Breedlove thinks that softness may have prevented an even worse catastrophe. Only seconds later, he recalled, an acrid smoke started entering the room. That prompted a once-in-a-lifetime decision.

“There was a button under my desk that was built for the Cold War, the nuclear war scare days,” he said. He instinctively pressed the button, and immediately special forces units rushed into the room to whisk the secretary toward a security bunker at the center of the Pentagon.

Breedlove says those inside thought a bomb had detonated.

As he and other top officials were being escorted toward the bunker, the group was fighting against a torrent of people trying to flee the building. As they approached the bunker, Breedlove heard someone cry out, “We have wounded! We have wounded!”

He said that he was “so proud of my uniformed brothers and sisters because almost everyone in uniform turned back to head toward the problem.”

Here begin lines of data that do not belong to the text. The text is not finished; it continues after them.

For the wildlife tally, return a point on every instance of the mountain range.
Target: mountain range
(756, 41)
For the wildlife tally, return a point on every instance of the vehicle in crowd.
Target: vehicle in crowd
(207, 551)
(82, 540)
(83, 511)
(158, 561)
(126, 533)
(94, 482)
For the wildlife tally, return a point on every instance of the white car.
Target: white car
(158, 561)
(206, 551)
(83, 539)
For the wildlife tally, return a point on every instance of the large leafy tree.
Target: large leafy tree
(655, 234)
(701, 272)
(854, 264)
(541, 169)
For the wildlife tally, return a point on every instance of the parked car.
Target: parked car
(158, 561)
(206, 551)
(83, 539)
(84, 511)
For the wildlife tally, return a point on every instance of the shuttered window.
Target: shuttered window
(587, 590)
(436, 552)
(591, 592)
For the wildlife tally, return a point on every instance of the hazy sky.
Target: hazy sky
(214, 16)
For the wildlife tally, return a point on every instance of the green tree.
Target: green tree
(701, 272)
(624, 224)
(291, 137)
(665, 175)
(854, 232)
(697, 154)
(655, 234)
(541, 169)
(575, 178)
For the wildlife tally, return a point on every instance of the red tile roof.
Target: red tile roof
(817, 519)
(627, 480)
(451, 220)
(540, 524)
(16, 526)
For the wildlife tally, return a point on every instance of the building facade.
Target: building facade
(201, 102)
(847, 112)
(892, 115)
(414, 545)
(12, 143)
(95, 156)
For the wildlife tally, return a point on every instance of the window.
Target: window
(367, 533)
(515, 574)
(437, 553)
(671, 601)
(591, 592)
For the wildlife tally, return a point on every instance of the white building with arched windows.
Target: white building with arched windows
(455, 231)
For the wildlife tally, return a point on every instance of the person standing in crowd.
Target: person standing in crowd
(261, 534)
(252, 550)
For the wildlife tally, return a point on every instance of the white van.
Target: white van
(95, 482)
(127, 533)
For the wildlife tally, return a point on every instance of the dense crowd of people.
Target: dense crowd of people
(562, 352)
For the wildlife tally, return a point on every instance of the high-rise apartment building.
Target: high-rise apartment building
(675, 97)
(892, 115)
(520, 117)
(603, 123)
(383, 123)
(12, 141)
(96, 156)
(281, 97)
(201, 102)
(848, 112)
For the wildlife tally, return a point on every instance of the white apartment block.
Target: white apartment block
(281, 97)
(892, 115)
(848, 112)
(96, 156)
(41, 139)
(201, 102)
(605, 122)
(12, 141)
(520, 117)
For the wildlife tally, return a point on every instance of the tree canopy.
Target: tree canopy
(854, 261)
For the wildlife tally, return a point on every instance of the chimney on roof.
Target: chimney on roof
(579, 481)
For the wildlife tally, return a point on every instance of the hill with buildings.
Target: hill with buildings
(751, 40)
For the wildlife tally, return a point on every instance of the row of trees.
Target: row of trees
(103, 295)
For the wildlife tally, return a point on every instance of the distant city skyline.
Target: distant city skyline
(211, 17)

Once in the bunker, one of the challenges was trying to plan for national defense with communication systems down. They used Blackberry mobile devices to find out that planes were being grounded across the country.

“It became apparent to us that an airplane had turned toward Washington, D.C. that was still airborne and was not answering,” Breedlove said.

He said that the decision was made to try and scramble fighter jets to intercept the plane, potentially taking it down to prevent it from flying into another location in the nation’s capital. Military officials now know they would have never been able to successfully stop that aircraft.

“We never had to face that decision because of the brave souls on that plane who overpowered their hijackers,” said Breedlove.

A Singular Purpose

Breedlove and his colleagues worked through the night. He recalled that it was 16 or 17 hours before they could communicate to their families that they were alive, but Breedlove said he saw triumph in the face of this immense tragedy.

“This was a time-altering piece of our history,” he said. “I have never seen America so united. I have never seen us with such singular purpose.”

And that’s why he wanted to share his memory.

“It’s important to bring this memory a little bit more to life for those who didn’t live it.”